The thing is: what do they mean with "C++"? Core? Is there something intrinsic to that sentence, like OpenGL, SDL, SFML (which seems to be built on top of OpenGL), ...? I'm currently studying SFML, but I have no idea if it's industry-accepted, so I just might be wasting my time. So, I ask: should I direct my studies to something specific, or all that is needed is core C++...?
Thanks everyone =]
I can tell you, as someone who has interviewed many people for junior to senior to tech director positions in game studios, the least you need for a junior position is a pretty solid knowledge of C++ and decent math and problem solving skills. You can forget Java and HTML5 and all that stuff. Unless you're applying for a position that specifically uses those, what you need is C++.

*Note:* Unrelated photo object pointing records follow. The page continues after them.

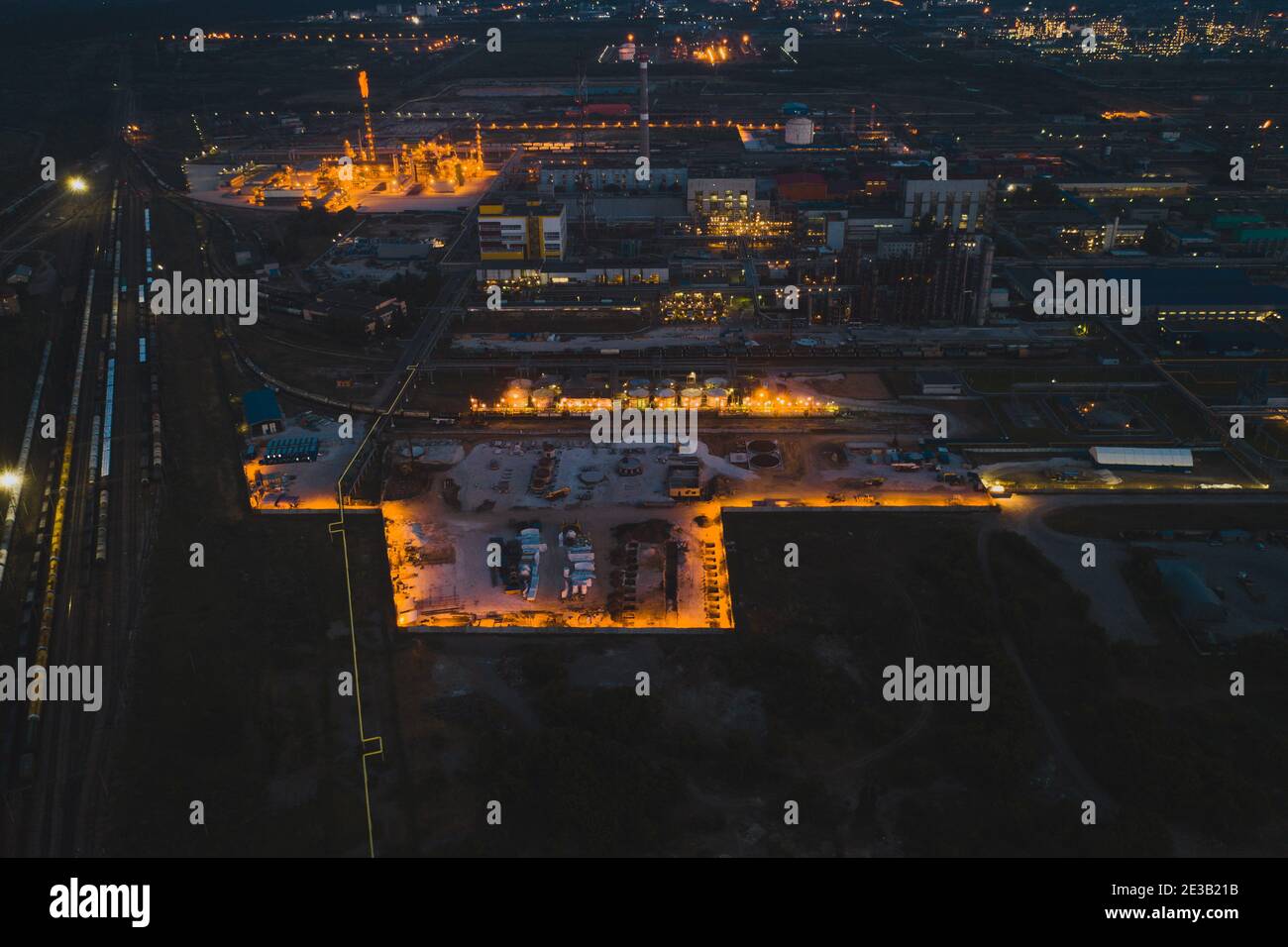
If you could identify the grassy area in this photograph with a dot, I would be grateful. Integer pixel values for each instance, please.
(1157, 724)
(1111, 521)
(786, 707)
(235, 686)
(999, 380)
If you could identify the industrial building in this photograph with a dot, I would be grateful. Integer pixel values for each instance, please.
(721, 196)
(262, 412)
(355, 311)
(960, 205)
(522, 231)
(1193, 603)
(1203, 295)
(1144, 458)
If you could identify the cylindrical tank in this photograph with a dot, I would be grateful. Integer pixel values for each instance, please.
(799, 131)
(515, 397)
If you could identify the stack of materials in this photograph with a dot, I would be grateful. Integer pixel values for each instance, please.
(529, 562)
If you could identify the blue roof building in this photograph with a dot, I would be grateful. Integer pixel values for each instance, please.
(262, 411)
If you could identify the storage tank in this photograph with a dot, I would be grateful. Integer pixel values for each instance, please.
(799, 131)
(544, 398)
(515, 395)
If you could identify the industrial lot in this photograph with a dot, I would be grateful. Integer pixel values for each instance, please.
(596, 339)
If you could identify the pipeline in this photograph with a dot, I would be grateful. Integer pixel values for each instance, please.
(12, 512)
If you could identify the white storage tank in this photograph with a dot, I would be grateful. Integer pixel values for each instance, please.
(544, 398)
(516, 394)
(799, 131)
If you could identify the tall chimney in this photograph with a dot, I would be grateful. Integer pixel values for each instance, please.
(644, 106)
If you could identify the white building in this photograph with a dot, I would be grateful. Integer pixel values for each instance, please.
(961, 205)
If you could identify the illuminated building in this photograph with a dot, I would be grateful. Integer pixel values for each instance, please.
(961, 205)
(528, 231)
(721, 195)
(408, 169)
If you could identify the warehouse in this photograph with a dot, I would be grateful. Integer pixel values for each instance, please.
(262, 411)
(1144, 458)
(1194, 604)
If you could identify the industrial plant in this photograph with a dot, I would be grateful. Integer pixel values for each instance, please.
(597, 429)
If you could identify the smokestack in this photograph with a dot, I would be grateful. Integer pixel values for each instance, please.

If you're aiming more for a graphics programmer position, then you need to step up your math, hardware, and graphics API knowledge. You should have really good 3D math, experience with either OpenGL or DirectX, experience with shaders would be welcome, and preferably be able to discuss previous work (formal or hobby) you've done relating to game-relevant graphics techniques. And that's just for an entry level graphics programmer position. For a senior position you should throw in at least 4 - 6 years experience and a few shipped titles, hopefully at least one a AAA game.
But, even for a non-graphics gameplay programmer position, you still need a solid grasp of C++, how the hardware works and interprets your code, and 3D math and basic algorithms and logical problem solving. Knowledge of tools such as Unity are nice because the studio might be using something similar (either 3rd party or in-house), but it's the low-level stuff that will matter most because they can teach you the tools later, but they cant teach you C++ or math.
I both agree and disagree with this overview. I totally agree with the math requirement, without basic math and preferably decent vector math/geometry, you are not a game programmer, you are a web dev, db guy or something not really involved with the "game" itself since games "are" basically math at all levels. You can't hope to write anything game related without a basic understanding of vector space and to be good you need to know it pretty damned intuitively. (I.e. close your eyes and "see" the geometry, now convert that to math.)
On the other hand, I don't agree with most of the other stuff completely. When it comes to junior and even sometimes mid level programming I don't look for C++ specifically which seems at odds with your description. Actually, I usually ignore all "education" background as meaningless to my hiring points for juniors. I'm more interested in the hobbies, are any programming related? Are they active in places such as this? I.e. is this just a job or something they really are interested in?
I know, I'm probably not common in this view of hiring but I've never had to fire a person I've hired with those "desire" based goals. I "have" fired way too many "it's just a job" I went to college to do types unfortunately. I know others with the same view of things, but yes, it is unusual I suppose. Unfortunately over 20 years, desire usually trumps education because those with desire will "learn" and keep on learning. The others are making bank software or digging ditches somewhere.